24 July 2019

With the Government’s fiscal rules either expiring or simply being ignored by the incoming Prime Minister, Gemma Tetlow says the new Chancellor must quickly set some fiscal targets to guide the Johnson administration 

Fiscal policy is now largely unmoored. This follows a decade in which tax and spending choices have been tightly constrained by successive governments’ clear objective to reduce public borrowing, and it gives the new Chancellor the important task of deciding what new fiscal rules to adopt. This will provide a clear statement of the new Government’s priorities and guide its choices over tax and spending policies.

Existing fiscal rules do little to constrain borrowing or debt beyond 2020/21

Philip Hammond, the former Chancellor, has bequeathed Sajid Javid a set of fiscal rules that provide little guidance on the direction of fiscal policy. There are three rules governing borrowing and debt. The fiscal mandate constrains borrowing only in 2020/21 – to be below 2% of GDP, after adjusting for the ups and downs of the economic cycle. The supplementary target for debt also only provides guidance on the path of debt next year – stating that it must fall as a share of GDP. The third objective – to eliminate borrowing altogether – is far more stringent, and current Government plans are not consistent with achieving this aim. Hammond indicated in March that he might not be wedded to that target, while Boris Johnson never mentioned it during the leadership campaign and focused instead on the ‘headroom’ that is available against the 2020/21 target.

March’s official forecasts suggested that the 2% borrowing target – rather than the debt rule – was a more binding constraint on the Government, and that the head-room against the borrowing target stood at £27 billion. Boris Johnson has suggested that this money could be used to cut taxes, meet his spending priorities, and help the country to cope with a no deal Brexit.

But the March figure assumed the UK would leave the EU in an orderly fashion, with a deal. The Office for Budget Responsibility has shown this head-room could be reduced in the event of no deal –  falling to £23bn in a benign no deal scenario – and, more problematically, that the debt target would be missed altogether.

What happens to public spending after 2020/21?

The bigger question for public services, with no certainty about budgets beyond March next year, is what happens after 2020/21.

If the new Government were to adhere to the currently legislated fiscal target of eliminating borrowing by the middle of the 2020s, then additional spending cuts or tax rises would be needed. If the new Government is not committed to that, then we have no clear idea what will guide their spending commitments beyond March 2021.

How much money does Sajid Javid think the UK government can comfortably borrow each year? How quickly does he want to reduce the country’s public debt? Javid may want to retain some short-term flexibility to use fiscal policy to cushion the economic impact of leaving the EU, particularly if that happens in a disruptive way. But he will still need to answer these questions to determine how much money is available for permanent commitments to public services and benefits – and what the tax system needs to look like to raise the required funds.

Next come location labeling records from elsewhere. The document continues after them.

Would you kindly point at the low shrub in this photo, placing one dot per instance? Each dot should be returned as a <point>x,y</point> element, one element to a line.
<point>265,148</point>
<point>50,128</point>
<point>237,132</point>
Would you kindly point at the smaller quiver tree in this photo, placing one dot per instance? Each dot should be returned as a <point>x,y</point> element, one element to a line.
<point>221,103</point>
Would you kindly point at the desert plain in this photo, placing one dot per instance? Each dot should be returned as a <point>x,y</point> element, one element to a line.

Fiscal rules have played a central role since 1997, when Gordon Brown adopted his golden rule – that tax should pay for day-to-day public spending over the course of each economic cycle – to burnish the new Labour Government’s credentials on fiscal prudence. Most other advanced economies also have similar sorts of rules, governing borrowing, debt and/or spending.

Fiscal rules provide a statement of intent

Fiscal rules do not guarantee good fiscal policy. They can incentivise perverse behaviour: for example, the growing use of private finance to fund public investment during the 2000s was partly driven by a desire to keep this expenditure off the balance sheet. They can also be rendered redundant by major economic shocks, as happened during the financial crisis.

Nonetheless, they provide a statement of the Government’s priorities and a signal to investors about the Government’s creditworthiness. Within government they have also been a tool with which chancellors have forced themselves and their colleagues to confront difficult choices: constraints on borrowing and debt mean that extra money for spending increases or tax cuts must usually be met by spending cuts or tax increases elsewhere.

Boris Johnson’s promises to increase spending – on more police officers and schools – and cut taxes could potentially run to tens of billions of pounds a year, and the new Chancellor’s choice of fiscal targets will be an important factor in dictating what money is made available to the new Prime Minister. This will help pave the way for the spending review which is urgently required to address a range of domestic policy challenges.

On winning the Conservative leadership contest, Boris Johnson promised to “ping off the guy ropes of self-doubt and negativity.” For now, however, the guy ropes of fiscal policy are coming loose – with most of the existing fiscal rules doing little to constrain public borrowing or debt beyond next year. Sajid Javid's choice of new fiscal rules – or his failure to set any – will be an important statement of the new Government’s approach to managing the public finances.